A Note on the Codebook
Section titled “A Note on the Codebook”In most VSA systems, a codebook is load-bearing. Atom vectors are assigned — generated once, stored, and distributed to every node that needs them. Without the codebook, the system can’t function; there’s no way to recover a vector for an atom you haven’t seen before. The codebook is infrastructure.
Holon doesn’t have this problem. Every atom vector is computed on demand from the hash function. There’s no vocabulary to distribute, version, or keep in sync — the function is the vocabulary. A new process, a new node, a cold-booted sidecar: all of them derive identical vectors for any atom they encounter, independently, without coordination.
“Codebook” appears in Holon’s source and docs to mean something much narrower: the runtime cache of already-computed atom vectors. Pure performance optimization. Hit the cache if the atom was seen before, recompute from the hash function if not. Evict the entire cache and recompute everything — the results are identical. The cache is not the source of truth; the hash function is.
This has a distributed systems implication that’s easy to miss. In a conventional VSA system you need to solve the codebook distribution problem before you can run anything at scale: every node needs the same atom vectors, which means either a shared store, a synchronization protocol, or a bootstrap sequence. That infrastructure becomes a coordination bottleneck.

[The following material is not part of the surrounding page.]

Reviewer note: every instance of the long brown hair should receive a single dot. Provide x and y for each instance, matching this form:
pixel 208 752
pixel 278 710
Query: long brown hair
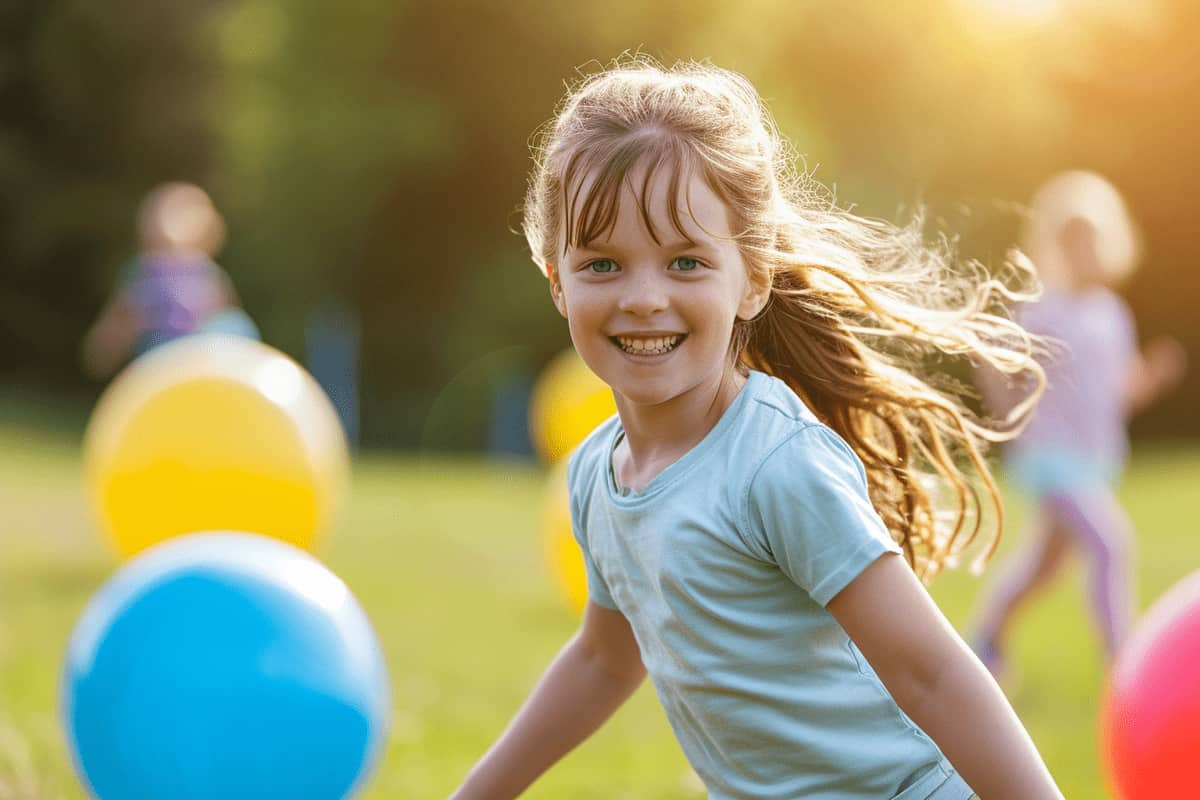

Holon has none of that. Every node derives the same atom vectors independently from the same hash function. An HQ process can learn baselines, accumulate prototypes, and mint engrams against live traffic — then distribute that knowledge to edge nodes as vectors directly. The edge re-derives identical atom vectors on demand and operates in the same vector space. Coordination happens at the data layer, not the encoding layer. The encoding layer scales horizontally for free.
The fixed-width vector space makes the distribution cost model tractable. A learned engram — a named, serialized unit of geometric knowledge — arrives as a data structure of known, bounded size and gets loaded into the memory bank immediately. What the consumer does on a hit is application-defined; the engram is the memory, not the action. No code deployment. No config reload. No restart. The edge node doesn’t need to understand what the engram encodes; it runs the matching operation against it and gets a score. The per-node cost to distribute a new pattern is constant in the complexity of the pattern. The per-packet scan cost grows linearly with the number of engrams in the library — but that scan is over fixed-width vectors using operations that SIMD parallelism is designed for, with a small constant per engram.
With this foundation in place, the challenge batches make more sense mechanically. Every experiment is a test of what can be expressed as atomization → binding → bundling, and what algebraic operations over the resulting vectors can do.
A Likely Contribution: The Hash-Function Codebook
Section titled “A Likely Contribution: The Hash-Function Codebook”Standard VSA systems require a pre-shared codebook — a vocabulary of atom-to-vector mappings that every node in a system must agree on before any encoding can happen. This is load-bearing infrastructure: distribute it, version it, keep it in sync.
Holon eliminates this entirely by deriving atom vectors deterministically from a hash function. SHA-256(atom_string) XOR seed produces a deterministic RNG seed that generates the vector. Same atom, same seed, same implementation: identical vector, always, on any machine, without coordination. The hash function is the codebook. There’s nothing to distribute.
We haven’t found this approach documented in the VSA literature. The standard assumption is assigned vectors from a pre-shared vocabulary. Computed vectors from a deterministic hash function — with all the distributed systems implications that follow — appears to be a Holon contribution. The algebra ops post and memory post cover the downstream implications; this is where it starts.